Neue Perspektiven - "Back to the roots"

23.02.2026

Neue Perspektiven  - "Back to the roots"

Auf großes Interesse stieß am Freitag, dem 20.02., der Vortrag zum Thema „Naturbasierte Lösungen in Landwirtschaft und Garten“ im Weritas in Kirchberg am Wagram. Der Verein „Wir für Natur – Initiative Natur Kirchberg am Wagram“ und die KLAR! (Klimawandel-Anpassungsmodellregion) Region Wagram begrüßten den renommierten Landwirt Alfred Grand als Referenten.

Alfred Grand wurde 2025 als einer der Top 50 Farmers in Europa für regenerative Landwirtschaft ausgezeichnet. Regenwürmer gehören zu seinen wertvollsten Mitarbeitern. Sie lockern den Boden, belüften die Erde, und was ihr Stoffwechsel produziert, ist der Garant für vitalstoffreiches Gemüse und Obst sowie kräftiges Pflanzenwachstum. Bei VERMIGRAND wird hochwertiger Biohumus von Regenwürmern produziert.

Großes Interesse galt der Marktgärtnerei – einem vielfältigen, hochproduktiven und zugleich ökologischen Gemüseanbau auf kleinen Flächen zwischen 1.000 m² und einem Hektar mit Direktvermarktung. Dieses Bewirtschaftungssystem erfüllt 12 der 17 Nachhaltigkeitsziele der Vereinten Nationen (SDGs). Die Marktgärtnerei von Alfred Grand produziert autark und ist somit auch krisensicher.
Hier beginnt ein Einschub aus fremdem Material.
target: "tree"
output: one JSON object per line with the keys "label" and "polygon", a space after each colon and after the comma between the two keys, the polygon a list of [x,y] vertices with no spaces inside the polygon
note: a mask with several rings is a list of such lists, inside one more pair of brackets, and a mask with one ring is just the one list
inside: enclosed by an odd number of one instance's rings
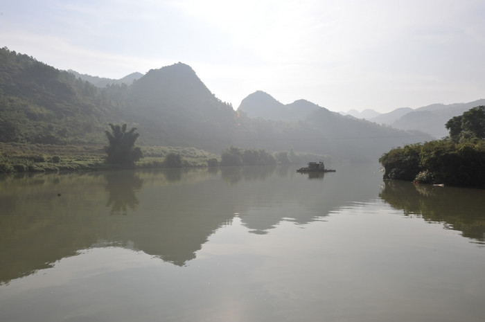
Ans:
{"label": "tree", "polygon": [[182,165],[182,158],[178,153],[169,153],[165,157],[165,166],[167,168],[180,168]]}
{"label": "tree", "polygon": [[446,124],[450,138],[458,142],[473,138],[485,138],[485,106],[470,109],[459,116],[450,118]]}
{"label": "tree", "polygon": [[105,147],[108,154],[107,163],[118,164],[123,167],[132,168],[134,163],[143,157],[139,147],[134,146],[134,142],[140,134],[135,133],[136,127],[126,132],[126,124],[114,125],[109,123],[111,132],[105,131],[109,145]]}

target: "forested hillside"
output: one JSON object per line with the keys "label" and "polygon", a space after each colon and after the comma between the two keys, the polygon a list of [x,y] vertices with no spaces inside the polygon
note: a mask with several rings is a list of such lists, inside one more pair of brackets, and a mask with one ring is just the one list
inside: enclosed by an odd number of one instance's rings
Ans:
{"label": "forested hillside", "polygon": [[[1,142],[103,144],[108,123],[126,123],[138,129],[138,142],[144,145],[218,154],[233,145],[377,160],[392,147],[431,138],[352,119],[304,100],[288,105],[281,113],[299,120],[236,112],[182,63],[150,70],[131,84],[98,88],[32,57],[0,50]],[[279,106],[269,107],[278,114]]]}
{"label": "forested hillside", "polygon": [[0,141],[100,143],[118,106],[107,92],[26,55],[0,50]]}

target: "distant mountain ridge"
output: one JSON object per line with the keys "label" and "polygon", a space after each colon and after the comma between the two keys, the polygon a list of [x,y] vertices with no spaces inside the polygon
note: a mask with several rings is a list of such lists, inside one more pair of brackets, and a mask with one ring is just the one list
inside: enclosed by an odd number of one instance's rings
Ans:
{"label": "distant mountain ridge", "polygon": [[82,80],[89,82],[91,84],[99,88],[103,88],[105,87],[107,85],[112,85],[114,84],[125,84],[127,85],[131,85],[134,81],[141,78],[143,75],[143,74],[142,74],[141,73],[139,73],[136,71],[134,73],[132,73],[130,75],[127,75],[126,76],[123,77],[123,78],[120,78],[119,80],[114,80],[111,78],[100,78],[98,76],[91,76],[91,75],[87,74],[81,74],[76,71],[73,71],[72,69],[69,69],[67,71],[74,75],[76,78],[80,78]]}
{"label": "distant mountain ridge", "polygon": [[137,142],[146,145],[215,153],[233,145],[375,161],[393,147],[430,139],[418,132],[343,116],[305,100],[282,105],[262,91],[245,104],[253,100],[259,104],[256,111],[267,111],[273,118],[253,118],[244,106],[238,113],[222,102],[182,63],[152,69],[126,86],[98,88],[4,48],[0,87],[3,142],[103,144],[109,123],[126,123],[137,127]]}
{"label": "distant mountain ridge", "polygon": [[466,103],[432,104],[416,109],[398,109],[369,120],[400,129],[423,131],[435,138],[441,138],[448,134],[445,127],[448,120],[479,105],[485,105],[485,99]]}
{"label": "distant mountain ridge", "polygon": [[294,122],[305,118],[319,108],[319,106],[306,100],[284,105],[267,93],[256,91],[241,101],[237,111],[245,113],[252,118]]}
Versuche mit Komposttee zeigen eindrucksvoll, wie wichtig ein „aktives Bodenleben“ für gesunde Pflanzen ist – es fungiert als „Werkstätte“ der Pflanze. Bei der Saatgutbeimpfung spielt das Mikrobiom eine entscheidende Rolle: Eine große Vielfalt an Mikroorganismen unterstützt Keimung und Pflanzenwachstum. Die Pflanzen vermehren diese Organismen und transportieren sie weiter in den Boden – und auch hier ist wieder der Regenwurm eine große Hilfe.
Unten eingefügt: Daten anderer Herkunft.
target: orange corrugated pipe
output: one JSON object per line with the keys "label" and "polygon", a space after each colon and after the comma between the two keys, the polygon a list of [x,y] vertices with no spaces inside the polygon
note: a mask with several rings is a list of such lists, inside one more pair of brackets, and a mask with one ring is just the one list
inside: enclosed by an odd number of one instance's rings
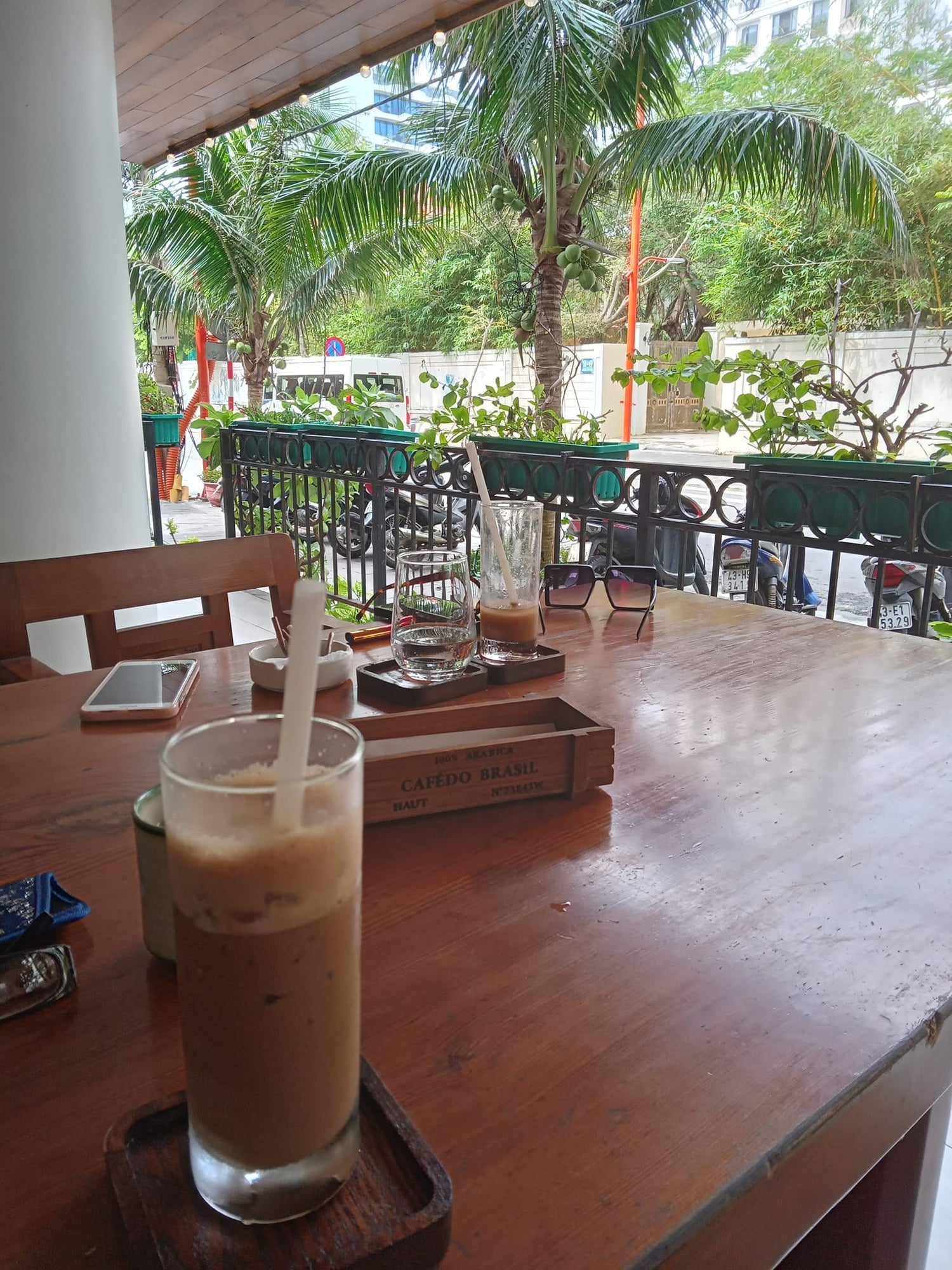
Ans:
{"label": "orange corrugated pipe", "polygon": [[[182,439],[185,436],[188,425],[195,417],[195,410],[198,409],[199,401],[207,401],[212,394],[212,371],[215,370],[213,363],[209,362],[206,356],[206,326],[201,318],[195,318],[195,362],[198,364],[198,382],[195,385],[195,391],[192,394],[192,400],[185,408],[182,419],[179,420],[179,447],[175,448],[170,446],[165,453],[165,469],[159,464],[159,497],[168,498],[169,490],[175,481],[175,472],[179,469],[179,462],[182,460]],[[202,418],[206,418],[206,411],[202,410]],[[156,461],[159,456],[156,455]]]}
Grand gab Empfehlungen zum Mulchen in Privatgärten. Für Landwirte besonders interessant war die Vorstellung der Versuche mit der Roller-Crimper-Methode – ein Verfahren zur mechanischen Beikrautregulierung und Bodenbedeckung, das ohne chemische Mittel auskommt und einen wichtigen Beitrag zur regenerativen Landwirtschaft leistet.

Wichtig für den Klimaschutz ist auch das Thema Agroforst. Darunter versteht man Mehrnutzenhecken in Ackerlandschaften. Diese bieten Wind- und Erosionsschutz, speichern CO? und verbessern das Wassermanagement des Bodens und fördern die Biodiversität. „Selbst kleine Strukturelemente in Ackerlandschaften schaffen wertvollen Lebensraum für Vögel, Bestäuber und andere Wildtiere“, bestätigte Vogelexperte Wolfgang Pegler im Publikum.

Der Vortrag zeigte eindrucksvoll: Der Weg „zurück zu den Wurzeln“ bedeutet nicht Stillstand, sondern innovative, naturbasierte Lösungen für eine zukunftsfähige Landwirtschaft – und eröffnet auch neue Perspektiven für den eigenen Garten.

GRANDFARM:

Seit mittlerweile 20 Jahren ist die GRANDFARM ein Bio-Verbandsbetrieb und arbeitet rein ökologisch. Als Forschungsbauernhof werden innovative Methoden in Zusammenarbeit mit wissenschaftlichen Partnern erprobt und als Demonstrationsbetrieb praxisnah präsentiert. Die Forschungsschwerpunkte liegen in den Bereichen Bodengesundheit, Agroforst und Marktgärtnerei.